Thorleifur Úlfarsson (Þorleifur Úlfarsson; born 27 December 2000) is an Icelandic professional footballer who plays as a forward for Breiðablik.

==Club career==
===Youth and domestic===
Thorleifur began playing with Breiðablik at age 6. From 2016 to 2018, he joined the Stjarnan youth ranks, but returned to Breiðablik in 2018. Thorleifur spent time on loan at Augnablik during the 2019 and 2020 seasons, where he made 21 appearances and scored 10 goals in the 3. deild karla, the 4th tier of Icelandic football. He also was loaned to Víkingur Ólafsvík for parts of the 2020 and 2021 seasons, where he scored 2 goals in 11 appearances in the 1. deild karla. Thorleifur made 3 first team appearances for his boyhood club Breiðablik, 2 in the League Cup and 1 in the Úrvalsdeild before leaving for Duke.

===College===
In February 2021, Thorleifur joined the Duke Blue Devils to play college soccer in the United States. During one and a half seasons with the Blue Devils, he scored nineteen goals and had 2 assists in twenty five matches. Following his first half-season, he was named the team's Most Valuable Offensive Player and was named to the Atlantic Coast Conference (ACC) All-Freshman Team, All-ACC Academic Team, and ACC Academic Honor Roll. Following the 2021 season, he was named ACC Offensive Player of the Year, was a MAC Hermann Trophy semi-finalist, and was named Duke Most Valuable Offensive Player. He was also named to the United Soccer Coaches All-American First Team and All-ACC First Team. Following his second year at Duke, it was announced that Thorleifur had signed a Generation Adidas contract with Major League Soccer ahead of the 2022 MLS SuperDraft.

=== Houston Dynamo ===
On 11 January 2022, Thorleifur was selected with the fourth overall pick by the Houston Dynamo in the 2022 MLS SuperDraft. He made his Dynamo debut on 27 February 2022, coming off the bench in the 81st minute during a 0–0 draw against Real Salt Lake in Houston's opening match of the season. He scored his first goal for the Dynamo on 22 May, helping Houston to a 3–0 win over the LA Galaxy.

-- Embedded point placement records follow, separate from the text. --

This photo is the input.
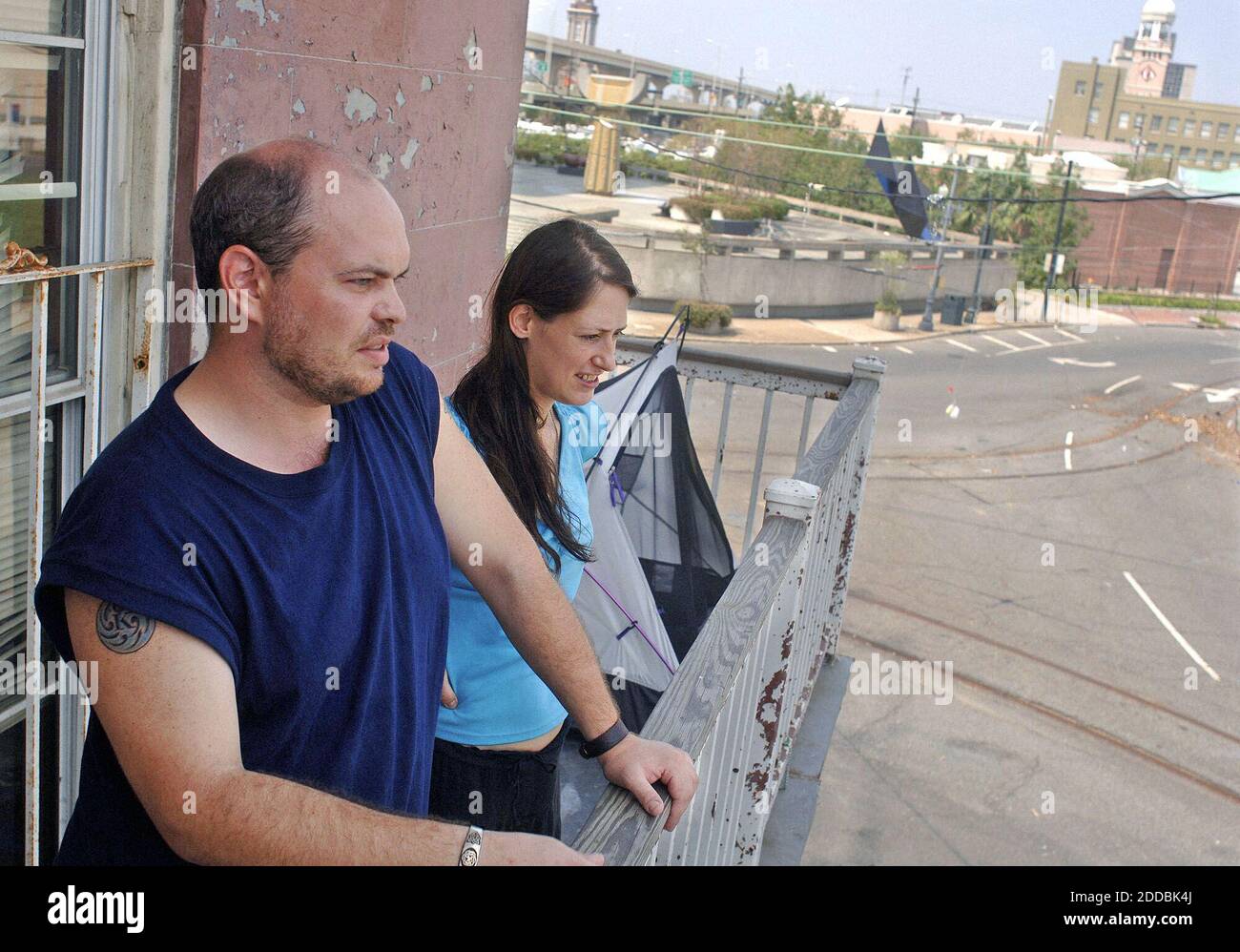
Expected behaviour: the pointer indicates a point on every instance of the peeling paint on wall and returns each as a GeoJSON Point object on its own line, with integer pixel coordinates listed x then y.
{"type": "Point", "coordinates": [255, 7]}
{"type": "Point", "coordinates": [360, 106]}
{"type": "Point", "coordinates": [409, 152]}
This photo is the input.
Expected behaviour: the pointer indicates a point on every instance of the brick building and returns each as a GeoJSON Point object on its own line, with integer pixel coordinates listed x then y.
{"type": "Point", "coordinates": [1172, 245]}
{"type": "Point", "coordinates": [111, 116]}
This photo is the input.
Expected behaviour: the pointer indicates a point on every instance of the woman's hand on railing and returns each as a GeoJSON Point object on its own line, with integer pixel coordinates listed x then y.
{"type": "Point", "coordinates": [636, 762]}
{"type": "Point", "coordinates": [446, 695]}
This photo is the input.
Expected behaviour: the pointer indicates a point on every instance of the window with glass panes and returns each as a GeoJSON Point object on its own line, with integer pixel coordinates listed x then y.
{"type": "Point", "coordinates": [46, 52]}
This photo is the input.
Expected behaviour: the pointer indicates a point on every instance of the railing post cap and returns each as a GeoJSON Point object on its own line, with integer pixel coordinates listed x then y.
{"type": "Point", "coordinates": [869, 367]}
{"type": "Point", "coordinates": [790, 497]}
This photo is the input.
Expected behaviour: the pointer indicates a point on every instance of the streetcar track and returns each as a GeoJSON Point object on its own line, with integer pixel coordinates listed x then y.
{"type": "Point", "coordinates": [1073, 721]}
{"type": "Point", "coordinates": [946, 477]}
{"type": "Point", "coordinates": [1054, 666]}
{"type": "Point", "coordinates": [1133, 424]}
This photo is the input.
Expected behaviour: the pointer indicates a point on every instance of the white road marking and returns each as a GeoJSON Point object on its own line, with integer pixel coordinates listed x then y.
{"type": "Point", "coordinates": [1032, 338]}
{"type": "Point", "coordinates": [1114, 387]}
{"type": "Point", "coordinates": [1000, 341]}
{"type": "Point", "coordinates": [1183, 644]}
{"type": "Point", "coordinates": [1215, 396]}
{"type": "Point", "coordinates": [1074, 362]}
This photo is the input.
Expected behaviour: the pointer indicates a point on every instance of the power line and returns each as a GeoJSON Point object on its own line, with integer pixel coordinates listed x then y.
{"type": "Point", "coordinates": [780, 123]}
{"type": "Point", "coordinates": [818, 186]}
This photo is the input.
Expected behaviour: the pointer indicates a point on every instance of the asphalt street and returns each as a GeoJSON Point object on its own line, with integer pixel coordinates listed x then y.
{"type": "Point", "coordinates": [1057, 514]}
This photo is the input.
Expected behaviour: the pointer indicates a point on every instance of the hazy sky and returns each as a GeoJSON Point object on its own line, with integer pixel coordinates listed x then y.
{"type": "Point", "coordinates": [978, 56]}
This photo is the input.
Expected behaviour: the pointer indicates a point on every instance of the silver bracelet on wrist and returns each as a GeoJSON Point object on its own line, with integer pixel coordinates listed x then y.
{"type": "Point", "coordinates": [471, 851]}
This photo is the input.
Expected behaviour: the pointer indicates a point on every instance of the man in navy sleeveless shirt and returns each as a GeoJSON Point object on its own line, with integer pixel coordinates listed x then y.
{"type": "Point", "coordinates": [258, 564]}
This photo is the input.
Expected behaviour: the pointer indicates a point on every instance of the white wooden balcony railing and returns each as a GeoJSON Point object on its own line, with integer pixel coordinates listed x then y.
{"type": "Point", "coordinates": [740, 694]}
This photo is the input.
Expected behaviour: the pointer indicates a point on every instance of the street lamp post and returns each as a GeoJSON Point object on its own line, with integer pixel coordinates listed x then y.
{"type": "Point", "coordinates": [714, 81]}
{"type": "Point", "coordinates": [928, 318]}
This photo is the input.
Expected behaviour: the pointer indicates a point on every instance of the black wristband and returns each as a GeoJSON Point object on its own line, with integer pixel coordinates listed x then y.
{"type": "Point", "coordinates": [607, 740]}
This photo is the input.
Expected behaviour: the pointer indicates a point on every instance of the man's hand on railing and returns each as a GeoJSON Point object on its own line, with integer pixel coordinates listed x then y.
{"type": "Point", "coordinates": [636, 762]}
{"type": "Point", "coordinates": [527, 849]}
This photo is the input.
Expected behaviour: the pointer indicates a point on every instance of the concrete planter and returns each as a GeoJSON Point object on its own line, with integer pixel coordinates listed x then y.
{"type": "Point", "coordinates": [887, 320]}
{"type": "Point", "coordinates": [733, 226]}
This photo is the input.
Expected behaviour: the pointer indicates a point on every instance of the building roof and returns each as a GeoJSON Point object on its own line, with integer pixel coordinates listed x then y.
{"type": "Point", "coordinates": [1158, 8]}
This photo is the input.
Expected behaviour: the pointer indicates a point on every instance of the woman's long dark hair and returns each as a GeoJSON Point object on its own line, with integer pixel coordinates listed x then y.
{"type": "Point", "coordinates": [556, 269]}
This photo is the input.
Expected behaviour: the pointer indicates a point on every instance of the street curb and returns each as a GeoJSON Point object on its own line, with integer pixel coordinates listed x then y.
{"type": "Point", "coordinates": [926, 336]}
{"type": "Point", "coordinates": [1193, 326]}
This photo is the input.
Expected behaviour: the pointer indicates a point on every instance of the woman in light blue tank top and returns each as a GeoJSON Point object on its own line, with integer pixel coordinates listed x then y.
{"type": "Point", "coordinates": [557, 310]}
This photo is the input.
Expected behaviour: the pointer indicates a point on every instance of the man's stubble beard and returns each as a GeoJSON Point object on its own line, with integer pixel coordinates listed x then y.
{"type": "Point", "coordinates": [286, 352]}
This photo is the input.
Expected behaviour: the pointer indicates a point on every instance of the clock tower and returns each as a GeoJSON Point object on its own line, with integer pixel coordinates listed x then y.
{"type": "Point", "coordinates": [1152, 50]}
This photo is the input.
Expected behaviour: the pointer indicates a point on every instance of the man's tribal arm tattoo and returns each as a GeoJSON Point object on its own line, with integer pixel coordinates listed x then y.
{"type": "Point", "coordinates": [120, 630]}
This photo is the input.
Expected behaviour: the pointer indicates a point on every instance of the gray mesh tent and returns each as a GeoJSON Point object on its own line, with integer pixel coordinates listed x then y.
{"type": "Point", "coordinates": [662, 557]}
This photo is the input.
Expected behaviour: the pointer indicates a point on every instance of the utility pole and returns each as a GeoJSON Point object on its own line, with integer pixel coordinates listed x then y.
{"type": "Point", "coordinates": [928, 318]}
{"type": "Point", "coordinates": [983, 239]}
{"type": "Point", "coordinates": [1054, 252]}
{"type": "Point", "coordinates": [1044, 139]}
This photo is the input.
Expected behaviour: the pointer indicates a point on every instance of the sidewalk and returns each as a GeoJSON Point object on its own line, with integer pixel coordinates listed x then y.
{"type": "Point", "coordinates": [862, 330]}
{"type": "Point", "coordinates": [825, 330]}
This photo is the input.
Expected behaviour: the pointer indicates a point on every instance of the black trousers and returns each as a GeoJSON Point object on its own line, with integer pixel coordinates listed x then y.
{"type": "Point", "coordinates": [504, 790]}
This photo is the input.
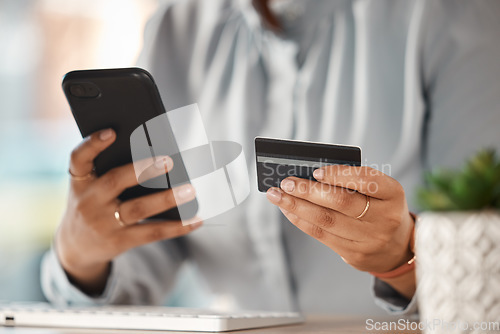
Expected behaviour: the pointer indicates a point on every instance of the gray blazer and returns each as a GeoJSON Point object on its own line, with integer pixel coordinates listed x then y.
{"type": "Point", "coordinates": [414, 83]}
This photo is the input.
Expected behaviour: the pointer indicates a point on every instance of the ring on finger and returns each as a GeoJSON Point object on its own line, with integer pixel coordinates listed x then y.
{"type": "Point", "coordinates": [118, 217]}
{"type": "Point", "coordinates": [367, 206]}
{"type": "Point", "coordinates": [85, 177]}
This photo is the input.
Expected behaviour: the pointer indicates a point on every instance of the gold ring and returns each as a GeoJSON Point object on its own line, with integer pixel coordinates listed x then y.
{"type": "Point", "coordinates": [81, 178]}
{"type": "Point", "coordinates": [366, 208]}
{"type": "Point", "coordinates": [118, 216]}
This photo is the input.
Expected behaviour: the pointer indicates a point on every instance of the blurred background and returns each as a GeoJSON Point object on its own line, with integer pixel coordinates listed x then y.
{"type": "Point", "coordinates": [41, 40]}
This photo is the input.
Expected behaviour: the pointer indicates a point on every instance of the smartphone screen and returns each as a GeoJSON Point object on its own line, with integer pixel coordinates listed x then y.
{"type": "Point", "coordinates": [121, 99]}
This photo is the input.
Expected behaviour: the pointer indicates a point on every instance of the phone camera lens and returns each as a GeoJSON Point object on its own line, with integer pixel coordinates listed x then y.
{"type": "Point", "coordinates": [77, 90]}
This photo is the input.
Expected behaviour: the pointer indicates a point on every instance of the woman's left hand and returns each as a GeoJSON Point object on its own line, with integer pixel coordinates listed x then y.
{"type": "Point", "coordinates": [328, 209]}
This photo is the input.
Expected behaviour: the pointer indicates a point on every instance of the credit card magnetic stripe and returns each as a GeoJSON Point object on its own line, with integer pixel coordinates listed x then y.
{"type": "Point", "coordinates": [278, 159]}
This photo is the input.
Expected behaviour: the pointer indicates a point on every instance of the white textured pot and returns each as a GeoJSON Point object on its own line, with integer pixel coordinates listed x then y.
{"type": "Point", "coordinates": [458, 270]}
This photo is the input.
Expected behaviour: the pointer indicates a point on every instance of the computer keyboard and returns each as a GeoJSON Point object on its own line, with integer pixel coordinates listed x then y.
{"type": "Point", "coordinates": [140, 318]}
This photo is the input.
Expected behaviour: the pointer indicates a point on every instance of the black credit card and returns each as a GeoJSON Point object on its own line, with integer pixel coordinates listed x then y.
{"type": "Point", "coordinates": [278, 159]}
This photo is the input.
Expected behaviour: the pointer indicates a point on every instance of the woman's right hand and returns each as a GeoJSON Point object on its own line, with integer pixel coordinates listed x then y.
{"type": "Point", "coordinates": [90, 236]}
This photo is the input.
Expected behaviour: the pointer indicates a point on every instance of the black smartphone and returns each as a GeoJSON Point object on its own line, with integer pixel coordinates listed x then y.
{"type": "Point", "coordinates": [123, 100]}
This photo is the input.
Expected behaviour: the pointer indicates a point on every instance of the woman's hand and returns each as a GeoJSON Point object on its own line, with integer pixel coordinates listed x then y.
{"type": "Point", "coordinates": [327, 210]}
{"type": "Point", "coordinates": [90, 236]}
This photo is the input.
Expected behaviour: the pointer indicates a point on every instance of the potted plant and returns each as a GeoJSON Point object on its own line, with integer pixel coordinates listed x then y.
{"type": "Point", "coordinates": [458, 248]}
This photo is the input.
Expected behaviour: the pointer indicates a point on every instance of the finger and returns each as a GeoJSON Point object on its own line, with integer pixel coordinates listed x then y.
{"type": "Point", "coordinates": [141, 234]}
{"type": "Point", "coordinates": [365, 180]}
{"type": "Point", "coordinates": [82, 157]}
{"type": "Point", "coordinates": [332, 221]}
{"type": "Point", "coordinates": [114, 182]}
{"type": "Point", "coordinates": [338, 244]}
{"type": "Point", "coordinates": [349, 202]}
{"type": "Point", "coordinates": [135, 210]}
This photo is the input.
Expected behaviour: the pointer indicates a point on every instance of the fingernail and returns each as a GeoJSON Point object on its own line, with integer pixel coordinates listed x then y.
{"type": "Point", "coordinates": [105, 134]}
{"type": "Point", "coordinates": [273, 195]}
{"type": "Point", "coordinates": [319, 174]}
{"type": "Point", "coordinates": [183, 192]}
{"type": "Point", "coordinates": [164, 162]}
{"type": "Point", "coordinates": [195, 225]}
{"type": "Point", "coordinates": [287, 185]}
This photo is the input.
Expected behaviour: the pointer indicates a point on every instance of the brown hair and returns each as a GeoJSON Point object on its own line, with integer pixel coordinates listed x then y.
{"type": "Point", "coordinates": [268, 17]}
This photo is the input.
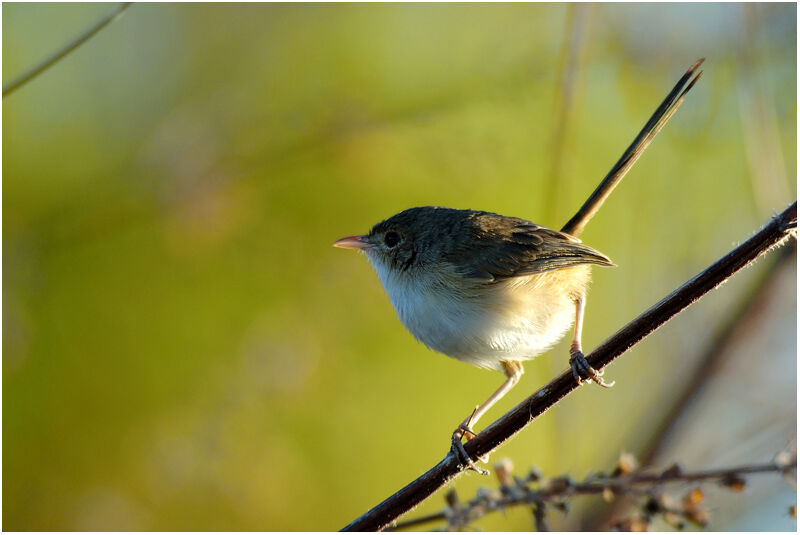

Thorleifur finished his rookie season with 4 goals and 1 assist in 31 MLS appearances, 11 of them starts. It was a disappointing season for the Dynamo as a team, missing out on the playoffs after finishing 13th in the Western Conference.

===Debrecen===

On 21 January 2024, signed with Hungarian NB I side Debrecen.

=== Loudoun United FC ===
In January, 2026, Loudoun United of the USL Championship announced they had signed Thorleifur to a 2-year contract.

===Career statistics===

Club: Season; League; National Cup; League Cup; Continental; Total
Division: Apps; Goals; Apps; Goals; Apps; Goals; Apps; Goals; Apps; Goals
Breiðablik: 2020; Úrvalsdeild; 0; 0; 0; 0; 2; 0; 0; 0; 2; 0
2021: 1; 0; 0; 0; 0; 0; 0; 0; 1; 0
Total: 1; 0; 0; 0; 2; 0; 0; 0; 3; 0
Augnablik (loan): 2019; 3. deild karla; 13; 4; 2; 1; 0; 0; —; 15; 5
2020: 8; 6; 1; 0; 3; 1; —; 12; 7
Total: 21; 10; 3; 1; 3; 1; 0; 0; 27; 12
Víkingur Ólafsvík(loan): 2020; 1. deild karla; 5; 1; 0; 0; 0; 0; —; 5; 1
2021: 6; 1; 2; 2; 0; 0; —; 8; 3
Total: 11; 2; 2; 2; 0; 0; 0; 0; 13; 4
Houston Dynamo: 2022; Major League Soccer; 31; 4; 2; 0; 0; 0; —; 33; 4
Career Total: 64; 16; 7; 3; 5; 1; 0; 0; 76; 20

== Personal life ==
Thorleifur was born in Reykjavík, Iceland to Úlfar Helgason and Gudfinna Kristofersdottir and was raised in the neighboring town of Kópavogur. He has 2 brothers and 1 sister. Thorleifur is a fan of English club Manchester United, with Cristiano Ronaldo being his favorite player.